Ślady kosmicznych podróży. Rozmawiałem ze śląskim łowcą meteorytów

Czy zastanawialiście się, skąd pochodzą meteoryty i jak trafiają na rynek kolekcjonerski? Czy faktycznie są skradzione z NASA, jak niektórzy sugerują? W Gliwicach spotkałem pasjonata, który odwiedza odległe zakątki świata w poszukiwaniu tajemniczych kamieni skrywających ślady kosmicznych podróży.

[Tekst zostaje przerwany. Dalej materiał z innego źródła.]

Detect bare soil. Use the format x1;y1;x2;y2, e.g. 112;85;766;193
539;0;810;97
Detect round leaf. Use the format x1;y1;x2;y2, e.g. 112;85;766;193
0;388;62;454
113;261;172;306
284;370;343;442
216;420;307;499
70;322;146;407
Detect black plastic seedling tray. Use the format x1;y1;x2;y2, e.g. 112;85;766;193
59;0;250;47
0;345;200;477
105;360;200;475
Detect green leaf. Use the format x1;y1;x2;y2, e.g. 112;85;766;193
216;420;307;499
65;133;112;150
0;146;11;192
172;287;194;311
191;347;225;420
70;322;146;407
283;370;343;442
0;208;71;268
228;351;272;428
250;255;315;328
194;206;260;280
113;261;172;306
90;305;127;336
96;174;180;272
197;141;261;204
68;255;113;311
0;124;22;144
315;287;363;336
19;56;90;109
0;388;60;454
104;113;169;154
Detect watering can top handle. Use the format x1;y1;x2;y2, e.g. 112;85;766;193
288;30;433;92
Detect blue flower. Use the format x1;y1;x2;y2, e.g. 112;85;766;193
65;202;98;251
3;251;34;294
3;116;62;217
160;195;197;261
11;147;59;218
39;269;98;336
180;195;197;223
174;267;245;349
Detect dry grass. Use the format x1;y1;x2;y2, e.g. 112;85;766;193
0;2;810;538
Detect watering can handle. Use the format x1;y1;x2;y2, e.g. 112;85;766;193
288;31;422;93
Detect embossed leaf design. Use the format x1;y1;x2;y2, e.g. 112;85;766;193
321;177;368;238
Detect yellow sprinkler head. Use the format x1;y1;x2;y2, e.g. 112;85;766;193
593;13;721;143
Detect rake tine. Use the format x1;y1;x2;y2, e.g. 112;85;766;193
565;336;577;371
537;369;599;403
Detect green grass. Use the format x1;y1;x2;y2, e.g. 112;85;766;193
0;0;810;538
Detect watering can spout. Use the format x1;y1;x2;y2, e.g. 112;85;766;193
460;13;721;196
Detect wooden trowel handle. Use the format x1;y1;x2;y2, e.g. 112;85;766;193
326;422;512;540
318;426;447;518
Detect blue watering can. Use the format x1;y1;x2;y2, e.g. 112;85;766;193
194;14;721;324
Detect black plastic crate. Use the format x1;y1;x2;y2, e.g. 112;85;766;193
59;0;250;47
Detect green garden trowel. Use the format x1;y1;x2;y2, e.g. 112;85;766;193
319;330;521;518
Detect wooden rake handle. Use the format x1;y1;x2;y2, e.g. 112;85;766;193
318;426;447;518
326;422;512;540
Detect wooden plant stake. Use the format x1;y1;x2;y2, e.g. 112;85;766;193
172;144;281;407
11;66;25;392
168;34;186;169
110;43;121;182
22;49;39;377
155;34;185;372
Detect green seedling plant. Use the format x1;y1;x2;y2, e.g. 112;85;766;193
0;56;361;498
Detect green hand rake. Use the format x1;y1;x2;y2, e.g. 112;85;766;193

Pochodzący z Zabrza Pan Kazimierz Mazurek na meteorytach zna się jak mało kto. Oprócz tego, przy każdej możliwej okazji z chęcią dzieli się swoimi przygodami i doświadczeniem związanym z poszukiwaniem tych kosmicznych skarbów. Czy naprawdę można znaleźć meteoryty na terenie Polski? Skąd pochodzą te, które trafiają na rynek kolekcjonerski? To tylko niektóre z pytań, na które otrzymacie odpowiedzi.

Tomasz Stankiewicz: Co można znaleźć na pańskim stanowisku?

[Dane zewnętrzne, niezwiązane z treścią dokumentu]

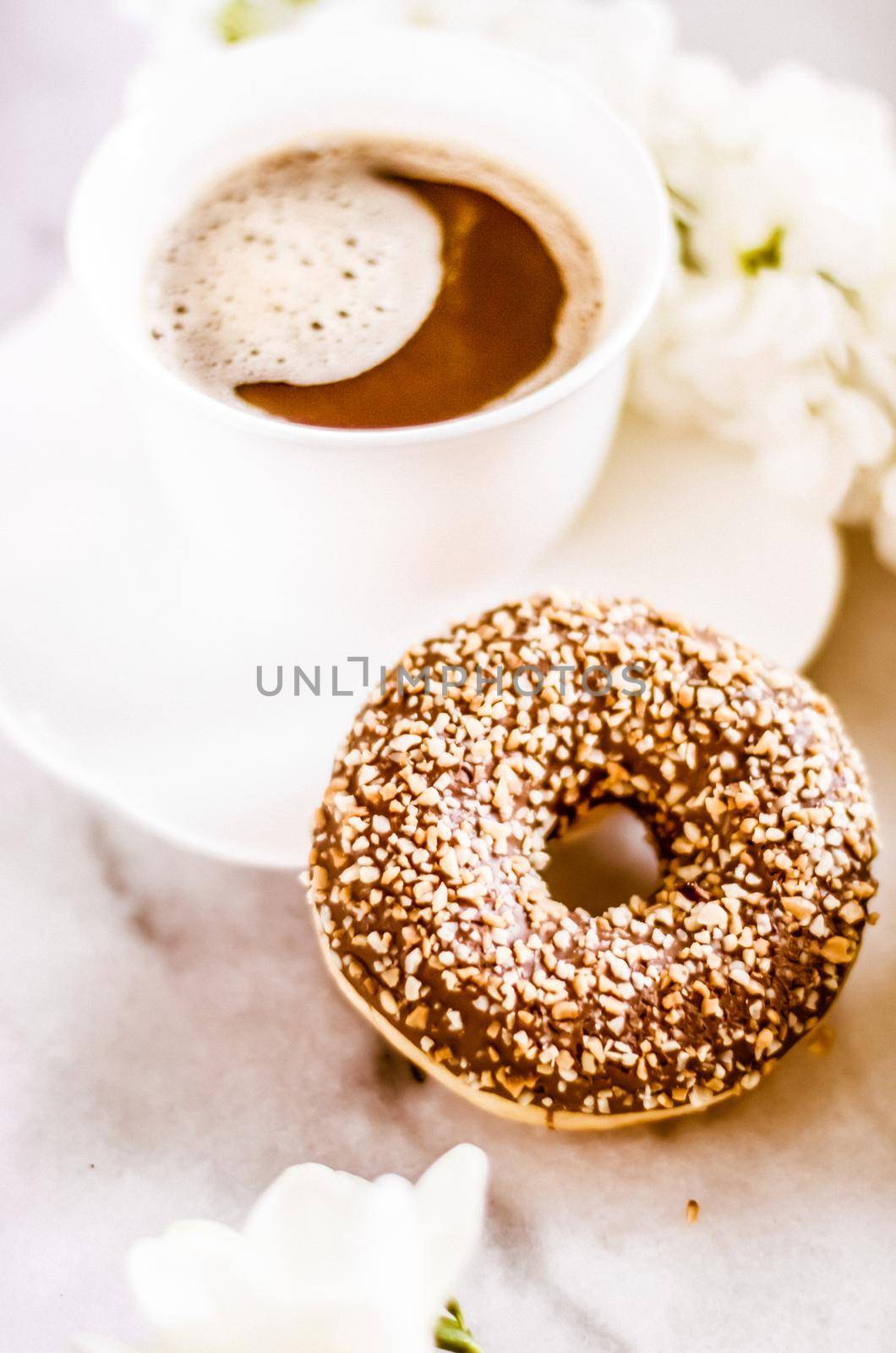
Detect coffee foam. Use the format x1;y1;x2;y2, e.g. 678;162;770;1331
149;151;441;392
148;140;601;403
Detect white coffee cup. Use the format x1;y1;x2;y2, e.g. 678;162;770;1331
69;27;669;622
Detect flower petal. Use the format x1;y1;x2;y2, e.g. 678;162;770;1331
243;1165;418;1307
416;1145;489;1310
128;1222;265;1353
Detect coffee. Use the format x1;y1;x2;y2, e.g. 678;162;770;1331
148;140;601;428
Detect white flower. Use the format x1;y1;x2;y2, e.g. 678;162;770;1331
79;1146;487;1353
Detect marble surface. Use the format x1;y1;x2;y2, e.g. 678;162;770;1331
0;0;896;1353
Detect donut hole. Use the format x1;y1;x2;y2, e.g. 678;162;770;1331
541;803;660;916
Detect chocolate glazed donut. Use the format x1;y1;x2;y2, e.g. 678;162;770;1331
310;595;876;1127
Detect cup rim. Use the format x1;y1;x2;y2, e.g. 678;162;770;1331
66;23;671;449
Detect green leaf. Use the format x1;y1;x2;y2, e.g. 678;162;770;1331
216;0;268;42
740;226;785;277
673;216;704;272
819;268;860;309
436;1301;482;1353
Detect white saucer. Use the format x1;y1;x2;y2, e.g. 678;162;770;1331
0;287;840;868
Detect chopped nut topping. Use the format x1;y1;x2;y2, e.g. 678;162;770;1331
309;594;877;1115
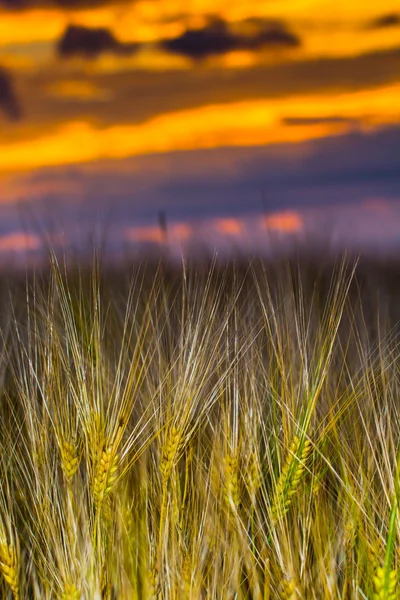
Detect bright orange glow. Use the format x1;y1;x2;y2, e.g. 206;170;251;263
262;211;303;233
0;232;41;252
0;0;398;66
46;80;112;101
0;84;400;172
126;227;165;244
215;219;243;235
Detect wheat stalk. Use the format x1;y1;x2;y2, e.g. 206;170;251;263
225;454;240;508
60;437;80;484
372;567;399;600
0;543;19;600
93;444;119;509
160;427;181;482
61;583;81;600
271;435;312;523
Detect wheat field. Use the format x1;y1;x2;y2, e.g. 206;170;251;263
0;259;400;600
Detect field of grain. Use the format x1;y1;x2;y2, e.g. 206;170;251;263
0;255;400;600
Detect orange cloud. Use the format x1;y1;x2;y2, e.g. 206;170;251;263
262;211;303;233
0;232;41;252
0;83;400;172
215;219;243;235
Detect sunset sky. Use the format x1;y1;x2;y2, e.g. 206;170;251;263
0;0;400;260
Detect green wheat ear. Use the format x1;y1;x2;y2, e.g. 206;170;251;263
271;435;312;523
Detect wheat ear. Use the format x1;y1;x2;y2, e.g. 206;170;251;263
93;444;119;509
0;543;19;600
60;437;80;484
225;454;240;508
372;567;398;600
271;435;312;523
61;583;81;600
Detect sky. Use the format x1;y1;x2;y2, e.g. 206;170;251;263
0;0;400;265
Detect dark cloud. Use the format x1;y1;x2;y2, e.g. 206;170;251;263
0;67;21;119
162;19;300;60
57;25;138;58
368;13;400;29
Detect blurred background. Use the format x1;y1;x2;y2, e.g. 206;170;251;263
0;0;400;265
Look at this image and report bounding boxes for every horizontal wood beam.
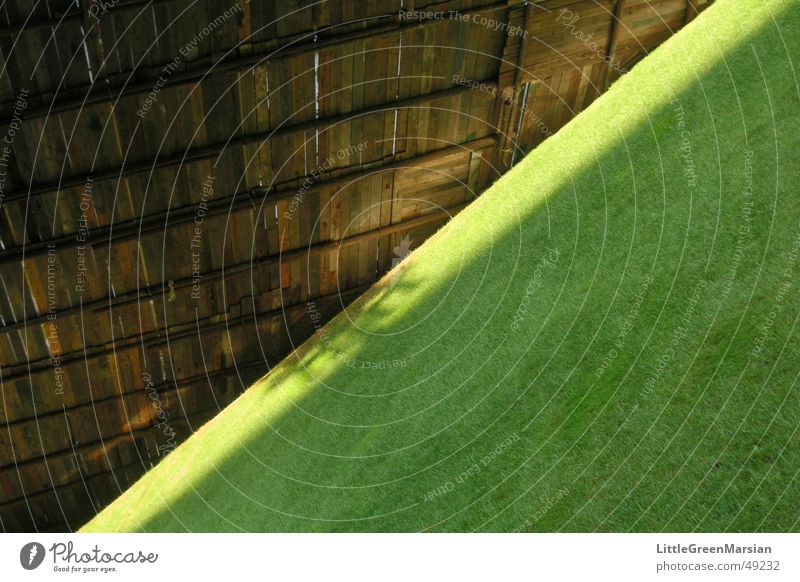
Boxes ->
[0,136,496,270]
[2,205,465,382]
[0,2,507,125]
[0,79,497,213]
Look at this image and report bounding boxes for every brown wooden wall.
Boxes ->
[0,0,707,531]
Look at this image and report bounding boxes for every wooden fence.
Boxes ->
[0,0,707,531]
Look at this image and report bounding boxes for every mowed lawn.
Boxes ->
[84,0,800,531]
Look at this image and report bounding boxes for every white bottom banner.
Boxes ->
[0,534,800,582]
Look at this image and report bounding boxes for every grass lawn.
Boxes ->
[84,0,800,531]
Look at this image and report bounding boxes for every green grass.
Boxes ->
[84,0,800,531]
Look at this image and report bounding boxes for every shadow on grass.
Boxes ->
[81,1,798,531]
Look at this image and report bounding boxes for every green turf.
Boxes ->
[85,0,800,531]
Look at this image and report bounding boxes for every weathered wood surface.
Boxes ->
[0,0,708,531]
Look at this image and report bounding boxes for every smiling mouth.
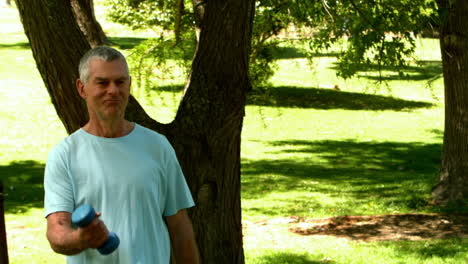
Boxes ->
[104,99,120,104]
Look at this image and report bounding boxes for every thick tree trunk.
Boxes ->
[16,0,90,133]
[70,0,109,47]
[0,181,8,264]
[170,0,255,263]
[18,0,255,264]
[433,0,468,204]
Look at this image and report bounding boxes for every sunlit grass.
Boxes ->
[0,5,468,264]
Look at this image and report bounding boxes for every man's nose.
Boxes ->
[107,82,119,94]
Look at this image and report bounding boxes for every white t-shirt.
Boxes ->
[44,124,194,264]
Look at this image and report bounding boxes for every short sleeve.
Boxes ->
[163,141,195,216]
[44,144,74,217]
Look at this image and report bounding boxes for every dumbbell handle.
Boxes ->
[72,204,120,255]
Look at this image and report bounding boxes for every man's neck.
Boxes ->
[83,120,135,138]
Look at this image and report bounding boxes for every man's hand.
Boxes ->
[166,210,200,264]
[47,212,109,255]
[77,212,109,248]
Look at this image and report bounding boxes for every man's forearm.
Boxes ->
[47,228,84,256]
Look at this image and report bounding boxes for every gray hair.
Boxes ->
[78,46,129,83]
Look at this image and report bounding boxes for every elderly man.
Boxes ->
[44,46,199,264]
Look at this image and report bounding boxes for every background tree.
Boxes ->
[18,0,255,263]
[433,0,468,205]
[0,181,8,264]
[70,0,109,47]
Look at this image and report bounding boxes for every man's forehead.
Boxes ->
[89,58,129,78]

Kazimierz Mazurek: Moje stanowisko składa się z dwóch części. Pierwsza część to wystawa różnych typów meteorytów, która pozwala zwiedzającym zobaczyć, czym jest meteoryt i jak różni się od zwykłej skały ziemskiego kamienia. Natomiast druga część to meteoryty dla kolekcjonerów, którzy mogą wzbogacić swoje zbiory lub nabyć pierwszy, nieduży kawałek.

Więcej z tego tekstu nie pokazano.